Acho lindo o conceito de sorte. O acaso, o destino, o azar… A vida que simplesmente acontece, espontânea, alheia aos determinismos e controles. Vejo tanta lindeza justamente por não perceber que isso seja algo banal, vulgar, que ocorra com a facilidade que a maioria acredita.

Na maioria dos casos em que a sorte é responsabilizada, o que se vê é um tipo de terceirização de responsabilidades. Tanto nas situações positivas, quanto nas negativas. Nos casos de boa sorte, vemos ser atribuído a um ente mágico o fruto do esforço do sujeito.
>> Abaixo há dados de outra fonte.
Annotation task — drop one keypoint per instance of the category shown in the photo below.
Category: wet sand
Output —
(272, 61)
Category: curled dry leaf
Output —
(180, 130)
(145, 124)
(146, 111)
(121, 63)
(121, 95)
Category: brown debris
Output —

É como se transferisse créditos a algo que está além de si – deuses, conjunções astrais, forças e energias. Injusto, a meu ver. Pois, em grande parte das situações, os sortudos são dignos dos benefícios alcançados. Merecedores mesmo, devido aos serviços prestados, àquilo que aplicaram. Tudo se deu longe de qualquer graça divinal.
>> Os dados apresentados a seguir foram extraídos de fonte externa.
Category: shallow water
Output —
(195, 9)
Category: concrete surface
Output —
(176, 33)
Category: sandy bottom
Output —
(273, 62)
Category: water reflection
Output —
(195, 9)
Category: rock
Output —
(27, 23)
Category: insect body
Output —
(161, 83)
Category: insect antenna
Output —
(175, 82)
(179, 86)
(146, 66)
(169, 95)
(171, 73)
Quando a sorte falta, o que se vê é uma engrenagem semelhante, só que funcionando ao contrário. Letargia, ingerência, descrença, incompetência, intolerância, teimosia. Tudo isso se encobre facilmente sob o manto do azar. Ele é o curinga para os déficts de envolvimento com nossos empreendimentos.

Balcão de recall
No meu ofício de terapeuta, ouvi tais discursos inúmeras vezes. Também lido constantemente com a ânsia de encontrarem, em alguma terapia, uma espécie de balcão de recall instantâneo da sorte. Como se fosse possível alterar uma sina com a palavra certa, a pergunta certa, a reza certa. Não é.

Muito disso se dá por causa do excesso de expectativas. As pessoas traçam um destino fantástico, distante demais da contrapartida necessária para a realização do mesmo. Aquela “vida boa”, que você tanto admira, exige para ser mantida. Em qualquer área, os bem-sucedidos não são pessoas “agraciadas”, e sim dedicadas àquilo que creem e fazem.
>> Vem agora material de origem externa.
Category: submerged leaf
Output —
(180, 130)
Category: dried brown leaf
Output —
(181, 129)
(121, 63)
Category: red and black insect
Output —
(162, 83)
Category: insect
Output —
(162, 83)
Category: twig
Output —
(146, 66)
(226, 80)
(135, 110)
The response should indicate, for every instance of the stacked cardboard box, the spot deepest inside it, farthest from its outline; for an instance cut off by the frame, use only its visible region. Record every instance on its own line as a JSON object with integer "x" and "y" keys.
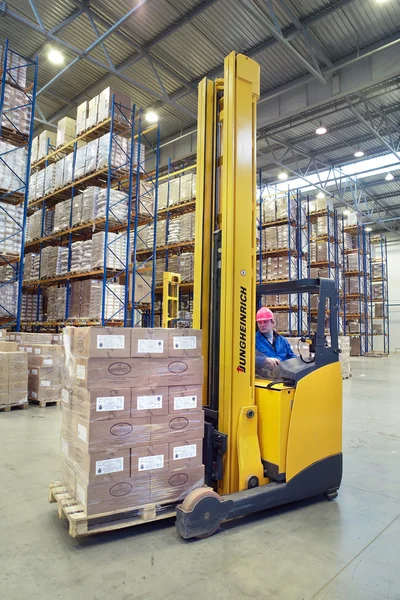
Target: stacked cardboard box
{"x": 13, "y": 375}
{"x": 132, "y": 421}
{"x": 45, "y": 364}
{"x": 66, "y": 128}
Assim sendo, a conclusão é meio frustrante para quem aposta no invisível: dá muito trabalho, custa muito ter sorte. Ela mora no alto da montanha, e não na próxima esquina. É melhor contar com você, e não com o acaso.

Sangue, suor e lágrimas
Essa busca por uma solução mágica, imediata e novamente terceirizada, é uma simples maquiagem – a mudança rasa que não altera a essência. E que, invariavelmente, levará à repetição dos mesmos erros. É óbvio que creio numa transformação, meu trabalho é estimula-la. Mas sei que ela é resultado de esforço, de tempo e, principalmente, de muita entrega.

Inclusive, se quisermos ser tocados de fato pelo inesperado, temos de apostar no empenho. Esse foco é o sinal que oferecemos à alma, para que ela encontre as soluções que o “eu” não consegue enxergar.

Ou seja, essa transformação exige de nós a submissão a algo maior. Quando nos submetemos à sorte, não conseguiremos manipular o sabor dos acontecimentos. Mas precisamos ser confiantes naquilo que nos surge, como o melhor para o nosso progresso individual. Enquanto esse dia não chega, vai fazendo. Uma hora acontece.

Psique: “Aprender a sair da mesa quando o amor já não estiver sendo servido”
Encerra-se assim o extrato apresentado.